長岡鉄工建設株式会社(庄原市) 小田白竜会(河内町)
 
[参加者からのコメント等]
 「無理せず,時間の余裕のある時に」をモットーに,気楽な気持ちで活動に励んでいます。海田町の町花がひまわりですので,里親の区間をひまわりでいっぱいにしようと考え,「道の里親」に参加しました。

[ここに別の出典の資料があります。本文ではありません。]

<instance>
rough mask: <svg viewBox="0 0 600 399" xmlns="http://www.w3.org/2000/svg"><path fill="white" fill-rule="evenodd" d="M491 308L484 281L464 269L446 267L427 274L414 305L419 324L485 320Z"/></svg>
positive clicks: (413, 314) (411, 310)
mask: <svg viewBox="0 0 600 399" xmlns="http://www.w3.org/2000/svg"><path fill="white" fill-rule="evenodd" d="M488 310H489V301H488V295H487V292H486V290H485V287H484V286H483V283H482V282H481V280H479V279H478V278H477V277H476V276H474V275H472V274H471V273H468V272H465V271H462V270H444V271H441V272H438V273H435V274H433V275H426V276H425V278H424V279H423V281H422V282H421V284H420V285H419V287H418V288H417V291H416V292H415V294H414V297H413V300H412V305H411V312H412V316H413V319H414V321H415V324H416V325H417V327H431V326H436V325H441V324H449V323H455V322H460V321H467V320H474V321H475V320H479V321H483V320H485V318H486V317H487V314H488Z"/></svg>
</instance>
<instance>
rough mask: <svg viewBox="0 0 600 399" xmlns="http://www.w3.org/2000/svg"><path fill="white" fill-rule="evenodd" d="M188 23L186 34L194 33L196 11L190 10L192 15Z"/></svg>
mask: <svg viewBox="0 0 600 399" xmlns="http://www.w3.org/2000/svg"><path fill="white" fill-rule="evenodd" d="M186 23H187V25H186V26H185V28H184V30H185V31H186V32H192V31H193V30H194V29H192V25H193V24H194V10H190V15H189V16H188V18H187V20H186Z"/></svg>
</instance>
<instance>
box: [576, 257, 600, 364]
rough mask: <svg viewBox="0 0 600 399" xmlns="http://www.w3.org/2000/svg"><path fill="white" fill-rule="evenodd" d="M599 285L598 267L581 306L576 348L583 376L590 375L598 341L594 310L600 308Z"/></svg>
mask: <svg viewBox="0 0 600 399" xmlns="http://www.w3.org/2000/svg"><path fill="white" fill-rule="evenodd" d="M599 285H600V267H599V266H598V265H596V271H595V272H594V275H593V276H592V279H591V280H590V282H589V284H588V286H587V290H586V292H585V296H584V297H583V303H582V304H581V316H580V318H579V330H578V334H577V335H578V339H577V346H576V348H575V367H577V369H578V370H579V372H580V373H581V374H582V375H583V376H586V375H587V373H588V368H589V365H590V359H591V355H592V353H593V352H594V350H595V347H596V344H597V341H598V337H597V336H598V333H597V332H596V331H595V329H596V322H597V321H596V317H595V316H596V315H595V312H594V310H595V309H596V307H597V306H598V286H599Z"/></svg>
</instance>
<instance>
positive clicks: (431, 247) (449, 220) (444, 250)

 活動を継続させるために一番大切なのは,強制しないことではないでしょうか。「参加したくないと言ってもそれはそれでいい」という姿勢は,逆に地域の連携を深めているようにも感じます。「心の悪い人なんてそうはいないのですから,誰かが一生懸命やっているのを見れば,自然と活動範囲が広がっていくものだ。」と信じています。実際に「道の里親」を始めてみて,その近辺の商店主が表に出てゴミ拾いをしている姿をよくみかけるようになりました。
 活動の範囲はどんどん広がっていき,今では,海田大橋にひまわりを600鉢並べようかという構想まで出てきています。海田の町を「美しく飾りたい」というのが今の目標ですね。